Spirited: You are splitting hairs. Either government tells us how we shal live or people themselves do. Either way, politics is about morality. In fact, your accusation, “Your premise is totally wrong” is a moral judgement based on whatever serves as your moral barometer.
And so the question you need to answer is this: What is the source for your moral judgement? Is it God’s unchanging Moral Absolutes or is it yourself? If yourself, then your moral outrage at John Roberts as well as your moral judgement against me is nothing more than your personal opinion.
The statue in front of the Alamo (paraphrased) says:
Thank you for sharing your insights, dear spirited irish!
What is wrong with the America is the same thing that is wrong with the Roberts ruling, they are both spiritual in nature.
Roberts ruling indicates that he is in fact a statist, who does not believe in a higher power than the state, nor in the God given rights of man or in the three co-equal branches of government.
More polishing a turd.
All that is irrelevant to a judicial judgement.
The job is to interpret and uphold the law
I fail to see how that's better than Obama being forced to explain how he did all that despite the fact that it was illegal.
There's a big difference between "silver linings" and "trying to make the best of a bad situation."
First, there is nothing in the majority opinion which limits governmental power under the Commerce Clause beyond any existing precedents.

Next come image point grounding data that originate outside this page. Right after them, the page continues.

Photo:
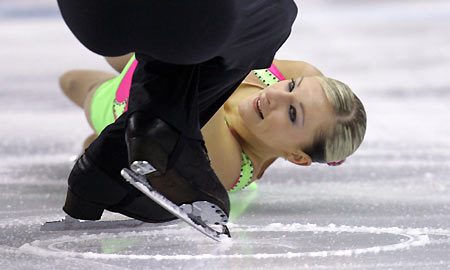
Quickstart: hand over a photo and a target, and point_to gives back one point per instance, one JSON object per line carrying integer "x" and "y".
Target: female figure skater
{"x": 309, "y": 118}
{"x": 191, "y": 56}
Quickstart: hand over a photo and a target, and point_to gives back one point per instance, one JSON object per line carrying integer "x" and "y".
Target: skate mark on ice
{"x": 400, "y": 238}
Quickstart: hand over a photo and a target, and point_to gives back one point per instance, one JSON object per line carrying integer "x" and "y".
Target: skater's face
{"x": 286, "y": 116}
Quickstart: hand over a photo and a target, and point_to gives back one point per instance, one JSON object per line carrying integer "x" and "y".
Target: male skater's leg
{"x": 164, "y": 116}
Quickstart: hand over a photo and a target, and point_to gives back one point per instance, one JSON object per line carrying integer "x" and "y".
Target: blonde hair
{"x": 346, "y": 135}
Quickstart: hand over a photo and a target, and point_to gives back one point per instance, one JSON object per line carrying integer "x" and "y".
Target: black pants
{"x": 192, "y": 55}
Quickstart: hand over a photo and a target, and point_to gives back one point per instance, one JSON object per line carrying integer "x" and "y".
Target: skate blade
{"x": 191, "y": 218}
{"x": 71, "y": 224}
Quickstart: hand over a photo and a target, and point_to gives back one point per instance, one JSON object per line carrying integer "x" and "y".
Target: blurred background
{"x": 394, "y": 54}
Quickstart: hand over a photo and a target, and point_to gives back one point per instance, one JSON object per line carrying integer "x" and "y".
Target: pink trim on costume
{"x": 235, "y": 183}
{"x": 123, "y": 92}
{"x": 276, "y": 72}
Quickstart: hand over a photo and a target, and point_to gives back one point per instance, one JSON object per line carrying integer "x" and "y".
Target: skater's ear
{"x": 298, "y": 158}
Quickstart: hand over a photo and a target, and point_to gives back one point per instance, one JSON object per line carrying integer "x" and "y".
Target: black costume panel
{"x": 192, "y": 55}
{"x": 243, "y": 33}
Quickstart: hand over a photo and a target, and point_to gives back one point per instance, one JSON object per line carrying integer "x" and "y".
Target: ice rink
{"x": 387, "y": 207}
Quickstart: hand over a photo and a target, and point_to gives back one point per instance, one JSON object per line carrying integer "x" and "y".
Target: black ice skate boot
{"x": 175, "y": 166}
{"x": 91, "y": 190}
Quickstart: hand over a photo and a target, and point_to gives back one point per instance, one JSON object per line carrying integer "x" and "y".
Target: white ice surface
{"x": 387, "y": 207}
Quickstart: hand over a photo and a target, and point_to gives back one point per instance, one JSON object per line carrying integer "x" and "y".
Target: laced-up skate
{"x": 175, "y": 172}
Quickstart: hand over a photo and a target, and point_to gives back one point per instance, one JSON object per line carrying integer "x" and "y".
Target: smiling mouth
{"x": 258, "y": 106}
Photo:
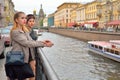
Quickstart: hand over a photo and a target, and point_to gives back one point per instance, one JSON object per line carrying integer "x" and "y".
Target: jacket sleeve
{"x": 33, "y": 35}
{"x": 21, "y": 38}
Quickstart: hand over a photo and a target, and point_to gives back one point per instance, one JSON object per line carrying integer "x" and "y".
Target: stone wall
{"x": 87, "y": 35}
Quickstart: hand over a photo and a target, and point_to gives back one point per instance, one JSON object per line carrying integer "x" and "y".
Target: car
{"x": 5, "y": 35}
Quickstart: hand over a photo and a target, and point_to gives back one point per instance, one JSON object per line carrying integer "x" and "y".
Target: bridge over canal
{"x": 71, "y": 60}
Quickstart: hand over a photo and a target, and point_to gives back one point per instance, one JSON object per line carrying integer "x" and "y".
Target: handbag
{"x": 15, "y": 58}
{"x": 19, "y": 72}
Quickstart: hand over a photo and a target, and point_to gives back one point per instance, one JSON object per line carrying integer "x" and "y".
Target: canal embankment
{"x": 87, "y": 35}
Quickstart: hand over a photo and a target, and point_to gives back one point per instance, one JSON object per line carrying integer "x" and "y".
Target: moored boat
{"x": 106, "y": 49}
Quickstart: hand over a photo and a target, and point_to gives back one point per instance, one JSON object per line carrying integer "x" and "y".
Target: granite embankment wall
{"x": 87, "y": 35}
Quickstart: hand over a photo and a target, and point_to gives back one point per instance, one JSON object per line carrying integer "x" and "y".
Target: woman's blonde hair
{"x": 15, "y": 26}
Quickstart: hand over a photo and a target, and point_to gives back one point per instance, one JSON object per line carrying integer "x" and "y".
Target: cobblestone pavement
{"x": 2, "y": 70}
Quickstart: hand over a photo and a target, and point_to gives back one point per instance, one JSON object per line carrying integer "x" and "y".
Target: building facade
{"x": 62, "y": 15}
{"x": 51, "y": 20}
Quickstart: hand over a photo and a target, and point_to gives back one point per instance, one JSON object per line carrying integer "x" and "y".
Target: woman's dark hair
{"x": 30, "y": 16}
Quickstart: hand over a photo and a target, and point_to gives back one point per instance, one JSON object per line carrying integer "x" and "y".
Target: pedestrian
{"x": 21, "y": 41}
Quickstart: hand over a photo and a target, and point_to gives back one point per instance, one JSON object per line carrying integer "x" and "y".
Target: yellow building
{"x": 62, "y": 15}
{"x": 108, "y": 11}
{"x": 73, "y": 16}
{"x": 80, "y": 15}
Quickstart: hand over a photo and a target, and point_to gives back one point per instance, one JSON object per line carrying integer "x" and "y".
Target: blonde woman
{"x": 21, "y": 41}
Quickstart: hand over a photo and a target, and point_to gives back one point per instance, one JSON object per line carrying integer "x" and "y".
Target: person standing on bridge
{"x": 30, "y": 24}
{"x": 21, "y": 41}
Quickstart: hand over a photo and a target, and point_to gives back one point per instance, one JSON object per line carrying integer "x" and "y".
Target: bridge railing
{"x": 48, "y": 72}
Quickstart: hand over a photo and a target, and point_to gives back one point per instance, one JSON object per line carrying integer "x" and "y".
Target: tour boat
{"x": 106, "y": 49}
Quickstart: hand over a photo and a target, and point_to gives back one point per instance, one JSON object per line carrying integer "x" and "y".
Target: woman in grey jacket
{"x": 21, "y": 40}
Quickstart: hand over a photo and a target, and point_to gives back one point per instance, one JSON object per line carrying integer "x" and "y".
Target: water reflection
{"x": 71, "y": 60}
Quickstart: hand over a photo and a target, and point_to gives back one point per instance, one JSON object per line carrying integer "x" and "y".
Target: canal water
{"x": 71, "y": 60}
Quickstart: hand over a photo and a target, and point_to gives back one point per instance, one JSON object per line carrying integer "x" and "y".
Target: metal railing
{"x": 47, "y": 72}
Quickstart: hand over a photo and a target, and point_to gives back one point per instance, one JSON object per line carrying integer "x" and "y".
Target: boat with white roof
{"x": 109, "y": 49}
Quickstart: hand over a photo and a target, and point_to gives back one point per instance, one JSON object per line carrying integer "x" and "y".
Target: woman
{"x": 30, "y": 24}
{"x": 21, "y": 41}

Second, even if there were, there is no reason that could not have been accomplished in a ruling which also overturned Obamacare. Roberts let stand the most vast expansion of government in our history, and if the ruling didn’t stop Obamacare, it is difficult to imagine anything at all that it would stop.

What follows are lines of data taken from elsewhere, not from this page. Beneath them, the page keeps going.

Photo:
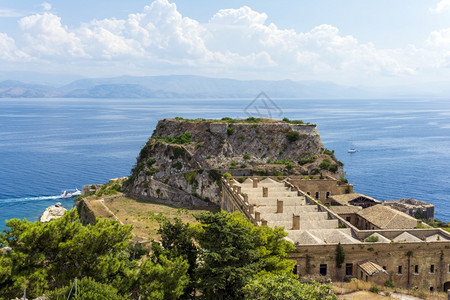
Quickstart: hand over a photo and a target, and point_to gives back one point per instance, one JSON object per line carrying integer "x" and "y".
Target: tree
{"x": 49, "y": 255}
{"x": 177, "y": 240}
{"x": 232, "y": 250}
{"x": 163, "y": 280}
{"x": 285, "y": 287}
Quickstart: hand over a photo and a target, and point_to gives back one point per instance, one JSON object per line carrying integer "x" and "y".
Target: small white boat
{"x": 70, "y": 193}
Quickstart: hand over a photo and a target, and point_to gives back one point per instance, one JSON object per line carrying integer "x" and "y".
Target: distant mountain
{"x": 187, "y": 86}
{"x": 17, "y": 89}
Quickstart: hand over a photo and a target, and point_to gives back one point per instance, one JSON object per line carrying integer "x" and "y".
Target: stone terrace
{"x": 275, "y": 203}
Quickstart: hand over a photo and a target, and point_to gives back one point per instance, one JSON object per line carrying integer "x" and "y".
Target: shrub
{"x": 293, "y": 121}
{"x": 292, "y": 136}
{"x": 325, "y": 164}
{"x": 178, "y": 165}
{"x": 389, "y": 283}
{"x": 183, "y": 138}
{"x": 333, "y": 168}
{"x": 150, "y": 162}
{"x": 343, "y": 180}
{"x": 253, "y": 120}
{"x": 152, "y": 171}
{"x": 227, "y": 175}
{"x": 190, "y": 177}
{"x": 177, "y": 152}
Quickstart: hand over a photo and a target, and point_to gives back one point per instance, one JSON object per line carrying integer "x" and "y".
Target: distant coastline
{"x": 197, "y": 87}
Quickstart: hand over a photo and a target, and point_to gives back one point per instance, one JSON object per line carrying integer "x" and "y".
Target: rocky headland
{"x": 183, "y": 160}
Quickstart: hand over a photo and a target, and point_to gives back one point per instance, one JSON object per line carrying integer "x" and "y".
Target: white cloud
{"x": 46, "y": 6}
{"x": 48, "y": 37}
{"x": 234, "y": 42}
{"x": 9, "y": 51}
{"x": 441, "y": 6}
{"x": 9, "y": 13}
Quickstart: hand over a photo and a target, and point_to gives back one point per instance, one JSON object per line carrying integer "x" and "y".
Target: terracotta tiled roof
{"x": 385, "y": 217}
{"x": 371, "y": 268}
{"x": 345, "y": 209}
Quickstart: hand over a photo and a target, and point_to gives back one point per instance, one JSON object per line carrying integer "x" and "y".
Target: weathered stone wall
{"x": 322, "y": 186}
{"x": 391, "y": 256}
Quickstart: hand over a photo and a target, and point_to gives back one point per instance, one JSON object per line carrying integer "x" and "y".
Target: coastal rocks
{"x": 52, "y": 212}
{"x": 184, "y": 160}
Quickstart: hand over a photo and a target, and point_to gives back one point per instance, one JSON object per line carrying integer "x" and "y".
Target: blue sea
{"x": 47, "y": 145}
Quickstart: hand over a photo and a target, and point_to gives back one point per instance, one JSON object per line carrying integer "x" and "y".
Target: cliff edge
{"x": 184, "y": 159}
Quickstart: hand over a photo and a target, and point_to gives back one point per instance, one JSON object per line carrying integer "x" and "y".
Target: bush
{"x": 178, "y": 165}
{"x": 325, "y": 164}
{"x": 190, "y": 177}
{"x": 227, "y": 175}
{"x": 333, "y": 168}
{"x": 343, "y": 180}
{"x": 293, "y": 121}
{"x": 389, "y": 283}
{"x": 307, "y": 160}
{"x": 87, "y": 289}
{"x": 292, "y": 136}
{"x": 150, "y": 162}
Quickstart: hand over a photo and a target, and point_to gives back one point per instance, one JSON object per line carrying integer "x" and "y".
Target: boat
{"x": 70, "y": 193}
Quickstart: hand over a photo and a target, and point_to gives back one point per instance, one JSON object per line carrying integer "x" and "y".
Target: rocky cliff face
{"x": 184, "y": 159}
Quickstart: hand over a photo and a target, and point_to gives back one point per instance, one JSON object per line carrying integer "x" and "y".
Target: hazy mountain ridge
{"x": 187, "y": 86}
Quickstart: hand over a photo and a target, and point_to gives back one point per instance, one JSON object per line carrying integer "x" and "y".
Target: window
{"x": 348, "y": 269}
{"x": 323, "y": 269}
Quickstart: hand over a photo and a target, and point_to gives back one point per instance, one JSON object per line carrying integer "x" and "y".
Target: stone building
{"x": 412, "y": 207}
{"x": 354, "y": 199}
{"x": 407, "y": 257}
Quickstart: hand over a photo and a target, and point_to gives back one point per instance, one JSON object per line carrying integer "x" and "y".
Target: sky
{"x": 348, "y": 42}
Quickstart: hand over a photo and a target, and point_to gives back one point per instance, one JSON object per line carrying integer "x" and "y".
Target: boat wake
{"x": 29, "y": 199}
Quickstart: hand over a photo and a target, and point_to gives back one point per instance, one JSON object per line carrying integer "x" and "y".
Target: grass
{"x": 143, "y": 214}
{"x": 361, "y": 290}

This is about as “strategic” as taking a deliberate safety instead of punting from your own goal-line when you’re only ahead by one point.
Therefore, he ruled, I shall grant exactly that power.
That Roberts guy. Man, he is a genius. So strategic.
There is nothing good in this health care ruling. Roberts is not an originalist. There is absolutely nothing good or right about this ruling or Roberts.